This was something that Cheryl and I started many years ago as a reason to have some time out of the house and enjoy each other’s company without the distraction of other things. We started the pizza tradition on a Friday night twenty or so years ago. Her Parkinson was non-existent. Our favorite pizza store at the time became very crowded on Friday and over time we tried different days until we landed on Tuesday for no other reason than it was not crowded on Tuesday. “Anything goes Pizza Tuesday” was born.

It is amusing as to how little family traditions are born. Our pizza Tuesday was born this way. On some Tuesdays we would try a different pizza store but it was always pizza. Sometimes Cheryl wanted a calzone. On those occasions I would get a hoagie sandwich. But Tuesday was sacrosanct and pepperoni was king. If it did not have pepperoni on it, it did not count as a pizza. It was merely flatbread with stuff on it.

As Cheryl’s disease progressed I kept up our outings for pizza. I invited our good friend and neighbor to come with us. I invited other friends and family. Some nights we had a crowd. Some nights it was Cheryl and me. During the pandemic pandemonium I carried out from our favorite pizza store and we ate around our dining table with our neighbors.

I kept this going for longer than was probably necessary. The last few times we went on a Tuesday evening Cheryl had little mobility and I would push her around in her transfer chair.

But I have digressed a bit. When Mary Jo texted me and asked about pizza Tuesday, I asked her what did she have in mind. After a few exchanges we settled on a time and she and her husband would pick me up. Two days ago, Cheryl had been mostly sleeping away the day as a result of all her activity on Monday. After our chat with Dr. Y she had three visitors in succession. That sort of thing tires her out. Sundowner Syndrome is annoying to deal with in winter but Showtime which she is still able to muster up for an hour or so just plain wipes her out. So on Tuesday she mainly slept. And on Tuesday I went to the bar with Gary and Mary Jo.

Help from Many Others

Two women have been a great deal of help to me over the past couple of years are Cindy and Linda. Both are cousins-in-law. Cindy is married to Cheryl’s cousin. Linda was married to my cousin Frank. Frank is gone from this Earth. Both asked how they could help me spontaneously without me asking for them to help. Men are not good at asking for help of any kind, especially me. Cindy recognized that first and volunteered to come and sit with Cheryl for a couple hours once a week while I went to ride my bike and got some exercise. Linda did a similar thing. I was able to twist her arm to get her to sit with Cheryl while I attended a seminar on caregiving a couple years ago. They will always be front and center in my mind when I think of people who have helped me the most as Cheryl’s cognition deteriorated.

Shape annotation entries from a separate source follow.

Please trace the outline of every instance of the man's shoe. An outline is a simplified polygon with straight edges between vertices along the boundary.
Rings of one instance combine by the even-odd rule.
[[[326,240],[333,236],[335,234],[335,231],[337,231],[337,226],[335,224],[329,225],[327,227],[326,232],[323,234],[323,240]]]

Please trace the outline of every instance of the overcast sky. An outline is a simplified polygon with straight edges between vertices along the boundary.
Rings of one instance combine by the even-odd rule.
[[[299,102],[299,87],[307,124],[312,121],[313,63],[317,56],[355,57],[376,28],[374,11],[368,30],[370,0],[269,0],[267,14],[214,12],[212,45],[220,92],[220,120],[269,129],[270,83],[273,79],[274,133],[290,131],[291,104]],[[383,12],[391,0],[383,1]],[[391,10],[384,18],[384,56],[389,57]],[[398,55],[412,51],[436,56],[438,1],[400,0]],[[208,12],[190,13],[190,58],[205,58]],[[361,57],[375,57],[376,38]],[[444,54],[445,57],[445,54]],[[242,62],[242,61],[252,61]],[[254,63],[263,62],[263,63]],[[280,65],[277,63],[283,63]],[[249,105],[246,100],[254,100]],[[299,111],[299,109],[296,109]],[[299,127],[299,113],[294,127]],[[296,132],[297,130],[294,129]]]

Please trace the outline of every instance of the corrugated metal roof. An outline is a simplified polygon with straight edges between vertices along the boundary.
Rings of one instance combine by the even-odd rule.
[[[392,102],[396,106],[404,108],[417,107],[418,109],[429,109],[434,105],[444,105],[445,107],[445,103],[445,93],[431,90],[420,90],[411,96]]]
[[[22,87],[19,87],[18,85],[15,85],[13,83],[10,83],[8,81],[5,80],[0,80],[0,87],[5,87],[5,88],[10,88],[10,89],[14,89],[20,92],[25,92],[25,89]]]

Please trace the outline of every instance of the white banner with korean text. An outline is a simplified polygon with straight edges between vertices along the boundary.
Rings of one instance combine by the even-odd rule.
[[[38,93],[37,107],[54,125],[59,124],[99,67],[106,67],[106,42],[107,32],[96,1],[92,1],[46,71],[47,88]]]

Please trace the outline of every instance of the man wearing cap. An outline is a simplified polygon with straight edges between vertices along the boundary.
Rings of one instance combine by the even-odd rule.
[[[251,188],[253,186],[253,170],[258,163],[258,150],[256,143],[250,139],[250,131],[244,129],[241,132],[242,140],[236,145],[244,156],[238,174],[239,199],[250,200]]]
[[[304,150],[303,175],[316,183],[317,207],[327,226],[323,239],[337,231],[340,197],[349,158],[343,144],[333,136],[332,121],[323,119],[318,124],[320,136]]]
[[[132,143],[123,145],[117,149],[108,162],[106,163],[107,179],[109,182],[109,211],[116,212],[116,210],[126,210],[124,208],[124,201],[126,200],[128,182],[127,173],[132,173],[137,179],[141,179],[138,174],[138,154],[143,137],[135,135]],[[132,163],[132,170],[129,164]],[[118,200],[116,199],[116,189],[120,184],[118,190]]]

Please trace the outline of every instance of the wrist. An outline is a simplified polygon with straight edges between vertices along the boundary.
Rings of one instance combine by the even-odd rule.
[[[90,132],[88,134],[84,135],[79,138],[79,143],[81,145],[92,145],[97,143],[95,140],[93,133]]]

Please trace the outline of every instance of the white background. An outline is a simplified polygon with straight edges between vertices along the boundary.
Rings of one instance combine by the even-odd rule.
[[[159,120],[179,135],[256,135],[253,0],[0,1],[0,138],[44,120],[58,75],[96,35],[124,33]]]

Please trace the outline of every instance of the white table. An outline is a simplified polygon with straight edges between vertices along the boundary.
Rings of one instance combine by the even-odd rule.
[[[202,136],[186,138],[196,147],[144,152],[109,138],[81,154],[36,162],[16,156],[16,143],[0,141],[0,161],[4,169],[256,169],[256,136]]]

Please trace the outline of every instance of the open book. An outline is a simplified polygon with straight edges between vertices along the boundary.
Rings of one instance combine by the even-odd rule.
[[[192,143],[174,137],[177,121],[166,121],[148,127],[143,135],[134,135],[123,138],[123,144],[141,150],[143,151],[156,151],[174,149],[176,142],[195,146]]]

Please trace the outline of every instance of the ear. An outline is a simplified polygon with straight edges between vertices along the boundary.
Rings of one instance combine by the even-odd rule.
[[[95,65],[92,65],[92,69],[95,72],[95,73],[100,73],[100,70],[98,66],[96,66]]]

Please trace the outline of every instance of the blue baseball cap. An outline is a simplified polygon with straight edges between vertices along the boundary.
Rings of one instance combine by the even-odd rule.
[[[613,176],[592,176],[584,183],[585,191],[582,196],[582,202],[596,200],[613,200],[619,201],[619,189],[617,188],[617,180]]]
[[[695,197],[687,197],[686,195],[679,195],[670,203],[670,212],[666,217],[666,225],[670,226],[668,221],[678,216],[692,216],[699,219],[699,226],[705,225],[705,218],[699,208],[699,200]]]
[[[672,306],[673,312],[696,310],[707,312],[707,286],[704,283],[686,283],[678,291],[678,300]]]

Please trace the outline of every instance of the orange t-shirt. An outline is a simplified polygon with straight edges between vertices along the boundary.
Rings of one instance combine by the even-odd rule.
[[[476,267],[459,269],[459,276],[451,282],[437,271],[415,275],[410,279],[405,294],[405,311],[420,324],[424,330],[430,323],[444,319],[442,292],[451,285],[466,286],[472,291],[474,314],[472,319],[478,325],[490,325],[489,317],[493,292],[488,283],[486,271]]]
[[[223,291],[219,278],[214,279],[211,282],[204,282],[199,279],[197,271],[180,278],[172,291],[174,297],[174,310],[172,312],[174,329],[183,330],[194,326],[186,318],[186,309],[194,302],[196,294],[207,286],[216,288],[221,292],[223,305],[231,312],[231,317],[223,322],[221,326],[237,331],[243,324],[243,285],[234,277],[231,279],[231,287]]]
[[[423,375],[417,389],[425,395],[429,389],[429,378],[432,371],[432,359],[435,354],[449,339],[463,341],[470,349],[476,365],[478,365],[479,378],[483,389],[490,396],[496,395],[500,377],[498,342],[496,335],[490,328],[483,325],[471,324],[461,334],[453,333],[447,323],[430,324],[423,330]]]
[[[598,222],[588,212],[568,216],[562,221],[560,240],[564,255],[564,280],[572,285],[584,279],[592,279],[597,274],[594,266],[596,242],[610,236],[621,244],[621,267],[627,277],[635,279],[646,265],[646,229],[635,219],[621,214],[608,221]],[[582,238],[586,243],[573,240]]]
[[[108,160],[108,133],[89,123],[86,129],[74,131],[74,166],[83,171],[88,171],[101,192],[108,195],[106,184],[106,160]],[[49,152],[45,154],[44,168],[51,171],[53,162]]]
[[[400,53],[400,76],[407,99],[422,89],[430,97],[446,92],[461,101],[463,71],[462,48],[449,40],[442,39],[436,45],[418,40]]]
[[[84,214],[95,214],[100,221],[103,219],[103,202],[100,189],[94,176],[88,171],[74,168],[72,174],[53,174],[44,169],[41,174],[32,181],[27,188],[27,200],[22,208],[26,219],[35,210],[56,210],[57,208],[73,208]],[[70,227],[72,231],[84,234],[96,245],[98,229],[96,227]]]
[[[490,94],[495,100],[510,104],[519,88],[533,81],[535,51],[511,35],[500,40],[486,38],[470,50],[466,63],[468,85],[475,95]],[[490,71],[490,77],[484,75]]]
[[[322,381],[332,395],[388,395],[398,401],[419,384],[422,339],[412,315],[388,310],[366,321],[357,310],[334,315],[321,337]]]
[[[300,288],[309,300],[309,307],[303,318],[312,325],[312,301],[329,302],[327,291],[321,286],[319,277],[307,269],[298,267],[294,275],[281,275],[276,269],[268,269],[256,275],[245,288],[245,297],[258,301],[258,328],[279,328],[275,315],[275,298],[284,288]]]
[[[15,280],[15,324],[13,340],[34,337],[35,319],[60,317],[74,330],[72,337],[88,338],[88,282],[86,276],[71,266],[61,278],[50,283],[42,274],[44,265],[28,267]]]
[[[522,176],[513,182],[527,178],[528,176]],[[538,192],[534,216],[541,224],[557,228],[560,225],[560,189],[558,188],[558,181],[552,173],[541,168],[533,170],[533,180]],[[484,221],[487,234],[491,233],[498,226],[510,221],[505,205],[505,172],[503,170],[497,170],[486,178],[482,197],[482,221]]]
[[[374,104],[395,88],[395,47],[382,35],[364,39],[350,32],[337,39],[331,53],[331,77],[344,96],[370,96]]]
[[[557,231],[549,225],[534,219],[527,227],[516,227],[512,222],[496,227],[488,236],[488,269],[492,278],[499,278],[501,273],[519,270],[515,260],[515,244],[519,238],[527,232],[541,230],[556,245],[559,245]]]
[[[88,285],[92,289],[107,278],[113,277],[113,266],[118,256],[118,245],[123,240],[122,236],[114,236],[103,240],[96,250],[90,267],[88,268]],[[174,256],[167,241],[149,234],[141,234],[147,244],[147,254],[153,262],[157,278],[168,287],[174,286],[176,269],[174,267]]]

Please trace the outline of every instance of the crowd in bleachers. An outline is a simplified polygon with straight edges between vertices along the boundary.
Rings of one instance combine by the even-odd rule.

If I look with different eyes I find myself surrounded by caring and kind people just like Cheryl is surrounded by caring and kind people at Bridgeway Pointe. Sometimes you just do not know who will step in to help.

Carpe Diem.

When She Tries To Eat Her Fidget Beads

When she tried to eat her fidget beads
I reacted not with excitement but love
When she poured her water in her lap
I came to her aid with love and caring
When she talks so soft I cannot hear
I ask her to use her outside voice
And yell with all her might

She replied I am.
I took her fidget beads with me today
I realized the meaning of out of sight,
out of mind in her case totally
I got a towel to dry her pants and sleeve
I asked her if I could help her change clothes
No, she said. I did not push.
And I am learning to read lips.

Today she tried to eat her fidget beads
To her these resemble candy.
Touch is more important than being right
Gentle touch and just being

Dance Competition

A small gymnasium with loud music and time to wait, the pre-dance show is boring. I am glad that I have a book. I am writing facetious nonsense.There is no pre-dance show. It is loud music, unnecessarily so, in a small gymnasium.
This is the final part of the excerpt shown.